In the end, paintings are also things, and we live with them while they live alongside us, and maybe that is enough to ask of them sometimes (and perhaps sometimes they do more, too). The beauty of the child's imagination is that it knows objects to be alive. And we do too, even unconsciously, as we protect things made by children, long after the children are grown. Likewise, we find emotional wisdom in the objects our lost ones collected. What is the incantation that brings things to life? We touch the stone that sat on a desk, we trace the contours of the stela, we see the light refracted by the glass paperweight, and we not only remember our beloved, but we are moved to feeling. Objects move us. Objects animate us.

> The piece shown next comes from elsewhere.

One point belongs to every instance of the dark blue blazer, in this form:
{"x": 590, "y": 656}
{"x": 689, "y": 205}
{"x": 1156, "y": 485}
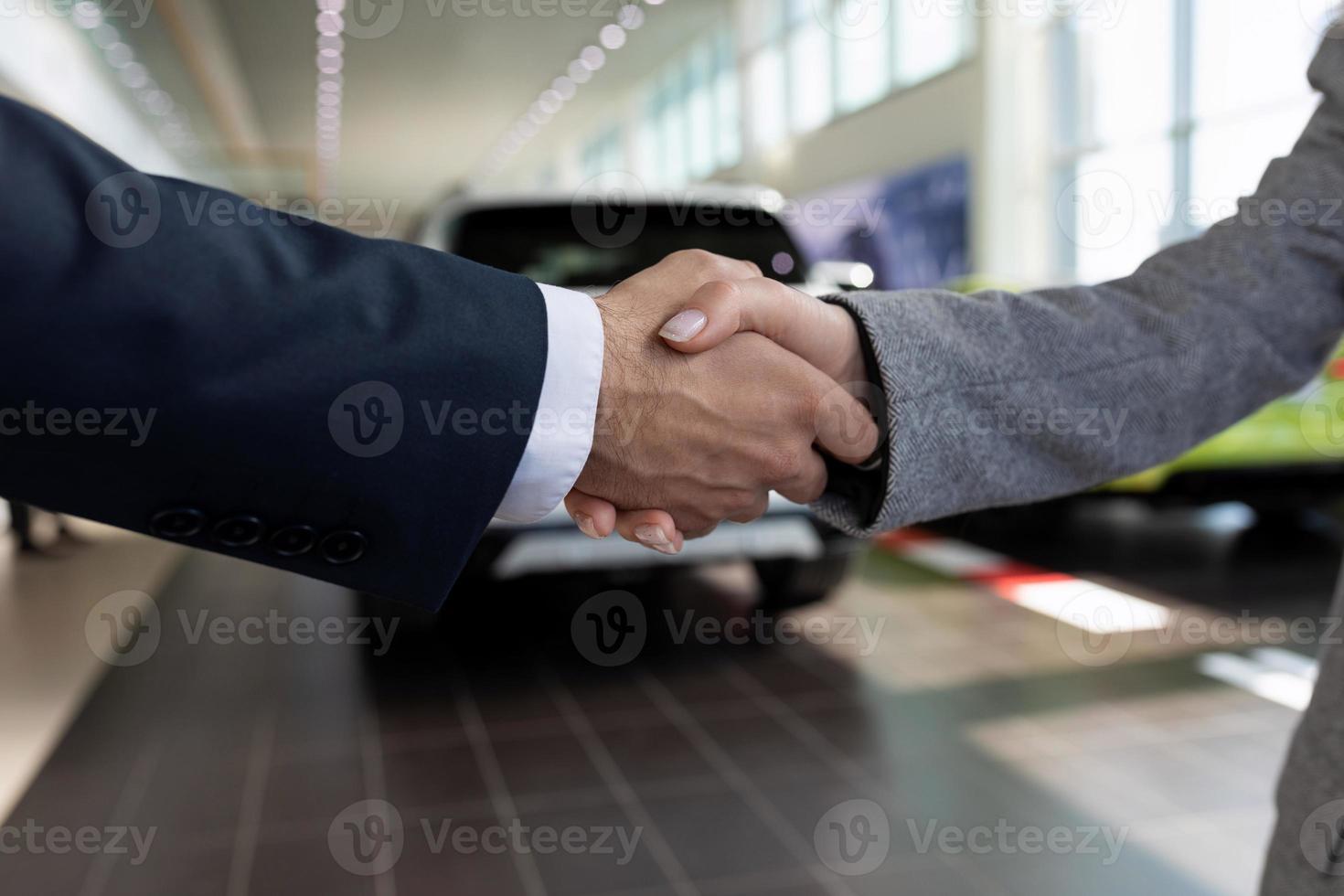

She lives with objects, this painter F, just as they are alive alongside her, and that is not a small Something.


[1] Roger Caillois, The Writing of Stones (Charlottesville: University Press of Virginia, 1985), 108.

[2] Cited as epigraph in Nikki Giovanni, Blues: For All the Changes: New Poems (New York: William Morrow, 1999), n.p.

[3] Robyn O'Neil, "'Francesca Fuchs: Paintings of Paintings' at Talley Dunn Gallery," Glasstire (9 October 2012), http://glasstire.com/2012/10/09/francesca-fuchs-paintings-of-paintings-at-talley-dunn-gallery/

[4] Jane Bennett, Vibrant Matter: A Political Ecology of Things (Durham: Duke University Press, 2010), 20.

[5] Seigworth, Gregory J. and Melissa Gregg, "An Inventory of Shimmers," in The Affect Theory Reader (Durham: Duke University Press, 2009), 1.

[6] See Marie Kondo, The Life-Changing Magic of Tidying Up: The Japanese Art of Decluttering and Organizing (Berkeley: Ten Speed Press, 2014) and Fumio Sasaki, Goodbye, Things: The New Japanese Minimalism (New York: W. W. Norton & Co., 2017), among others.